La violencia en frontera no es nueva, pero las muertes en la valla de Melilla del 24 de junio representan un paso más. Un paso más por las imágenes que han dejado. Si bien hace tiempo que circulan fotografías y vídeos de muertos en frontera y de violencias e ilegalidades cometidas por las fuerzas de seguridad a ambos lados, esta vez son de una crudeza aterradora. La imagen de cuerpos amontonados, abandonados a su suerte y tratados con escarnio tiene unas connotaciones históricas que nadie, y menos en Europa, puede ignorar.

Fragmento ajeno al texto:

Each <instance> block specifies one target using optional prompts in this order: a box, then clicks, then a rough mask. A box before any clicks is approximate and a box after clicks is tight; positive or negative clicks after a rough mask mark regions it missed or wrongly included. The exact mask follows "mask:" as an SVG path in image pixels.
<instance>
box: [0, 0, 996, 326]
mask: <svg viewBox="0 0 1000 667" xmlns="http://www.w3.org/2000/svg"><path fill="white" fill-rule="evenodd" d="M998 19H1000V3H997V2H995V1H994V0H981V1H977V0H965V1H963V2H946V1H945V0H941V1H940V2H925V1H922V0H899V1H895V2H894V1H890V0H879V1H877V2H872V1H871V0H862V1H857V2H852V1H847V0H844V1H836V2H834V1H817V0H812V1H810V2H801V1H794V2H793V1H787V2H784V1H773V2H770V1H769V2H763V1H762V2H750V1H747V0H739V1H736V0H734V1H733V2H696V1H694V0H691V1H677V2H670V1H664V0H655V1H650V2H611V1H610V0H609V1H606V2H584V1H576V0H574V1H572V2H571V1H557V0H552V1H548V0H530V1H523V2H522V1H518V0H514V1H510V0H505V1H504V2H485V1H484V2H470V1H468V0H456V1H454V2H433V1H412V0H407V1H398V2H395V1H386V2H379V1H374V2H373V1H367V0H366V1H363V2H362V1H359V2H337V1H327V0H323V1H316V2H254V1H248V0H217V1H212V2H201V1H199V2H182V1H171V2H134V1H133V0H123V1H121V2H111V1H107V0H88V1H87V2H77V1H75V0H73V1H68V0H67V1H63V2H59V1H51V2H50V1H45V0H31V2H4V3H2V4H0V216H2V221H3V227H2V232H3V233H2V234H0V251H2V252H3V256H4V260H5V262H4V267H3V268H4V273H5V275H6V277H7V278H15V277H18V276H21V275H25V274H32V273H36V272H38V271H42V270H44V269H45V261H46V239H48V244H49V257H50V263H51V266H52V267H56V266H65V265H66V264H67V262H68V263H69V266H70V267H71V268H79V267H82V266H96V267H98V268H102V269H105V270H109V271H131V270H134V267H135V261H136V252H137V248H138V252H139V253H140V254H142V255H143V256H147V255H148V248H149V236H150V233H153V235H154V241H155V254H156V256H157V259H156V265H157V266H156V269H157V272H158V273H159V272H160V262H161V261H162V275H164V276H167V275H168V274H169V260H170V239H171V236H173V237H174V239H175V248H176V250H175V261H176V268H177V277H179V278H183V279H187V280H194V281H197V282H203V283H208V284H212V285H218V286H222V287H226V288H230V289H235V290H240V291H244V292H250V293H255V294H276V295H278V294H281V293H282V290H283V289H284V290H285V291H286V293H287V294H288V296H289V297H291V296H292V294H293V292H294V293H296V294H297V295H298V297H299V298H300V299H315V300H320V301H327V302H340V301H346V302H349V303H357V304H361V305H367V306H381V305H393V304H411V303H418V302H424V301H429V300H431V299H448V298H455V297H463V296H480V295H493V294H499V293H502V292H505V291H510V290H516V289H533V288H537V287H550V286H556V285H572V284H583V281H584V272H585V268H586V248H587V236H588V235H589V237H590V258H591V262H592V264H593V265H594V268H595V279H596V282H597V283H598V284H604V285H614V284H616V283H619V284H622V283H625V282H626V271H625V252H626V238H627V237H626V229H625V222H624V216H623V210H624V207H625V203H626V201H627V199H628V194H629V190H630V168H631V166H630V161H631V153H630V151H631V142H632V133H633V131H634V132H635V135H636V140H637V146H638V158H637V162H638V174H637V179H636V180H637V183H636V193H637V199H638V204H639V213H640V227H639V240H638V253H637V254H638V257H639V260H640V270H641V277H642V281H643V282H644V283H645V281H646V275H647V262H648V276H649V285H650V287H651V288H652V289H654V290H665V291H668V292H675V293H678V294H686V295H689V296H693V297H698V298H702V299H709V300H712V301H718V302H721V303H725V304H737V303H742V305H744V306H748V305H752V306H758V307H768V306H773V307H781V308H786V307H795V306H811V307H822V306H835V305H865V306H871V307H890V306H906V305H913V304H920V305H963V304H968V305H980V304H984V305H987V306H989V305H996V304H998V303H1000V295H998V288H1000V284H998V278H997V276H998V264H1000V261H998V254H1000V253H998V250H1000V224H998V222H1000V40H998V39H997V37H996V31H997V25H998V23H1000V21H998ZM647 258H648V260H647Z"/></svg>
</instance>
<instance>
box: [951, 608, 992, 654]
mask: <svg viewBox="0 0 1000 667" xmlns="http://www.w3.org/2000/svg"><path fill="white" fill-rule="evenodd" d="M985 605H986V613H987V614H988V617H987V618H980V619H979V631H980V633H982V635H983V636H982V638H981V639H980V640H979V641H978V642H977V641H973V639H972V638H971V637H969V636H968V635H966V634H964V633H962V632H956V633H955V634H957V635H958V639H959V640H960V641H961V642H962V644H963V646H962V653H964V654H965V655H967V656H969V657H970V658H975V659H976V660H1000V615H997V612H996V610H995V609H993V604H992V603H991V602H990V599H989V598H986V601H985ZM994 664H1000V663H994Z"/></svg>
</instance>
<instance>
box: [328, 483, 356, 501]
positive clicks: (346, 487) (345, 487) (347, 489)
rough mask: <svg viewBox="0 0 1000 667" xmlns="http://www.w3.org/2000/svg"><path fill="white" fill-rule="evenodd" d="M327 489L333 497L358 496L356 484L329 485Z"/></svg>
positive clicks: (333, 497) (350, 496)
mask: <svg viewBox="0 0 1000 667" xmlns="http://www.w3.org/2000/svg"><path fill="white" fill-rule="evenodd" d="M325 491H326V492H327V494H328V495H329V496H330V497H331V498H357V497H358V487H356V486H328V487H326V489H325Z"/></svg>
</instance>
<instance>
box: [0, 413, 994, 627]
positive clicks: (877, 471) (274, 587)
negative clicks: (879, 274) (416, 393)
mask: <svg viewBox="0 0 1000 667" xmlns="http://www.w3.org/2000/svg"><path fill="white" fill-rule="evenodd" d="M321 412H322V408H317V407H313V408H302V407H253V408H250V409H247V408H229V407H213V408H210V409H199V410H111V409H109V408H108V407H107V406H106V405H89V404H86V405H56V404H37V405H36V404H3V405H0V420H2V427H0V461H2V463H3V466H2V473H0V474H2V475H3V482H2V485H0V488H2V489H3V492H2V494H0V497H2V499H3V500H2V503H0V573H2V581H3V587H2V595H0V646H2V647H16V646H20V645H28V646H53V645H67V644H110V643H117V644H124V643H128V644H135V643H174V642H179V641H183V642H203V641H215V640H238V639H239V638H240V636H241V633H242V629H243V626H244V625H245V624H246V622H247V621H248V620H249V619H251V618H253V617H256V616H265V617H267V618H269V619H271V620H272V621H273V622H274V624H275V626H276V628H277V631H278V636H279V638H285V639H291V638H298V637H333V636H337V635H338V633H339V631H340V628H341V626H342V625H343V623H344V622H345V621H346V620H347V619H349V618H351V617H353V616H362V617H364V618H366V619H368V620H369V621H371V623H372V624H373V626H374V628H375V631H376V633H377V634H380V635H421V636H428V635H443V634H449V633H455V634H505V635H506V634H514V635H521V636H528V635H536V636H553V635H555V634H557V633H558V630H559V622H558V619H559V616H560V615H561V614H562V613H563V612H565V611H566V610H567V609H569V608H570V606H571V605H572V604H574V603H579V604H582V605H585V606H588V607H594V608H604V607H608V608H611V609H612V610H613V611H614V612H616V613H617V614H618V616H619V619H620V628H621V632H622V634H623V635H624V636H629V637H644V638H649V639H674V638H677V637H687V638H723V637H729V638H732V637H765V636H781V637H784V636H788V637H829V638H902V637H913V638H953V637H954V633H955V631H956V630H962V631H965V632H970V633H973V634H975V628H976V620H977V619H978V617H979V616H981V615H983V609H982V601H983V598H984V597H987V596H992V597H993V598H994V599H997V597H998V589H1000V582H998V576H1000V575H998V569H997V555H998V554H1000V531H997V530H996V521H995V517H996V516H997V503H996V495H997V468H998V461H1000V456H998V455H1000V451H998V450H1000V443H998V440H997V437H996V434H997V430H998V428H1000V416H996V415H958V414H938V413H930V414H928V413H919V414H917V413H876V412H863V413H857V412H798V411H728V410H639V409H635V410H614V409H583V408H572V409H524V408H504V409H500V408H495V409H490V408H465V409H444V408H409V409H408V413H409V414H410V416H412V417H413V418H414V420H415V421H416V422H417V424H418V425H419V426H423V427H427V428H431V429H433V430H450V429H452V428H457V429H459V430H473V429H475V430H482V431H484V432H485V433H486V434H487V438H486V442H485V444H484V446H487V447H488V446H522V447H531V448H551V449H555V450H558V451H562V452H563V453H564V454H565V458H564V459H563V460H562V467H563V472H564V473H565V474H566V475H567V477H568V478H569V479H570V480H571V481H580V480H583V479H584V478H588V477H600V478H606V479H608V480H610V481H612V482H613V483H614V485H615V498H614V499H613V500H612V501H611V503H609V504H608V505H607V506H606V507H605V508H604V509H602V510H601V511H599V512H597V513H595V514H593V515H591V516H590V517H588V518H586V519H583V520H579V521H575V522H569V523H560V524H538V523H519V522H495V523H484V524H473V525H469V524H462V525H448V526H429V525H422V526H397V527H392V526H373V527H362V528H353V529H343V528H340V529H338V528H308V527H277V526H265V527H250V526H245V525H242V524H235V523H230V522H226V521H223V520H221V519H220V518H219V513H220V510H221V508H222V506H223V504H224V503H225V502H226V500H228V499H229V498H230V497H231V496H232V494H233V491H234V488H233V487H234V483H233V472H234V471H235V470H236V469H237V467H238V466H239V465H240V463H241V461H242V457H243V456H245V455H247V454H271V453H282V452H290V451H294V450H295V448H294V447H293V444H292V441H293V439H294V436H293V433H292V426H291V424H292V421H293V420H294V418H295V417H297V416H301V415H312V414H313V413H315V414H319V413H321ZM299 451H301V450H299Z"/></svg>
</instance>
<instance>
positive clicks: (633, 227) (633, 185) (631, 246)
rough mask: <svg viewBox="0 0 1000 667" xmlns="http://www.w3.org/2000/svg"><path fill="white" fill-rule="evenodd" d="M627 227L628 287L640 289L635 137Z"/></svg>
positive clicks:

A las imágenes, se les suman las palabras. El presidente del gobierno español, Pedro Sánchez, no dudó en tildarlo de “ataque violento” contra la “integridad territorial de nuestro país”. Ninguna mención a las muertes. Además, para acabarlo de agravar, felicitó la actuación de la gendarmería marroquí por lo que consideró un “asalto bien resuelto”. Estas declaraciones también representan un paso más, ahora con la aceptación definitiva y a cara descubierta de que las migraciones son una cuestión de defensa nacional, talmente como si estuviéramos en guerra.
Pero no hay paso que no se haga sobre los anteriores. Dos narrativas sostienen este giro. La primera narrativa tiene que ver con la obsesión de Europa con los traficantes. En plena crisis de refugiados, avergonzada por las imágenes de centenares de muertos en sus fronteras, Europa necesitaba buscar culpables. Así es como señaló a los traficantes, a quienes hizo responsables del hecho de que los migrantes acabaran “ahogados en el mar, asfixiados en contenedores o muertos en el desierto”. Cuanto más inhumano y salvaje se presentó el otro lado, el de los traficantes, más humana y no responsable pasaba a ser vista la frontera europea. Dicho en otras palabras, ya no eran nuestras muertes, eran las suyas.
La segunda narrativa es más reciente y tiene que ver con el uso político de las migraciones. Cada vez que el gobierno turco (febrero 2020), el marroquí (mayo 2021) o el bielorruso (otoño 2021) han instrumentalizado las migraciones con fines coercitivos, Europa se ha ruborizado por el uso “indecente” y “cínico” de los refugiados, pero a la vez no ha dudado en calificar la llegada de pocos miles de personas (familias y menores incluidos) como una amenaza a la seguridad y, en consecuencia, a declararse en guerra, tanto en el tono de sus palabras como en el despliegue de los ejércitos nacionales en frontera.
Esta vez, en Melilla, no había traficantes ni ningún gobierno detrás que alentara la llegada de las personas migrantes. Cualquiera que conozca mínimamente la realidad de la frontera sabe que solo aquellos que no pueden pagar la ayuda de un pasador se atreverían a escalar unas vallas tan lesivas. Es la última alternativa cuando solo queda el propio cuerpo y el amparo del grupo. Si bien es verdad que la presión policial marroquí los ha empujado a acabar de hacer el salto, esta vez no había ninguna finalidad política. Al revés, el gobierno marroquí tenía que demostrar más que nunca que ahora sí que estaba haciendo su trabajo de guardián de la frontera sur.
Aun así, el gobierno español –como otros europeos– ha querido continuar hablando de traficantes y de amenaza a la seguridad nacional. Así es el poder performativo de las narrativas. Sin darse cuenta de que su obsesión por la frontera lo ha acabado haciendo rehén de las condiciones impuestas por los países vecinos. El ejemplo más reciente es el reconocimiento de la soberanía marroquí sobre el Sáhara Occidental. Más grave todavía es la aceptación, ahora ya sin pudor, de la vulneración sistemática de derechos fundamentales, empezando por el mismo derecho a la vida. Todo a cambio de menos llegadas.
Con esta actitud también se ignora que las narrativas de los otros son igual de importantes. Las imágenes de Melilla han dado la vuelta al mundo, como las de los refugiados ucranianos acogidos en toda Europa y la exclusión de los ciudadanos de terceros países que también huían de la guerra en Ucrania, pero a los cuales no se trató igual. La Unión Africana lo ha denunciado en ambas ocasiones. Estos dos hechos en tan poco tiempo ayudan a dar la razón a aquellos que denuncian los dobles estándares de una Europa que a menudo dice una cosa y hace otra.
Finalmente, se corre el peligro de obviar la realidad. Los migrantes continuarán llegando, más todavía en un mundo donde el número de desplazados forzosos aumenta vertiginosamente año tras año. Seguramente las muertes y la violencia en frontera irán en aumento. Los mismos migrantes responden que qué importa cuando ya no se tiene nada que perder. Mientras tanto, Europa habrá perdido el norte, empequeñecida en sus propios miedos y dispuesta a pagar cualquier precio.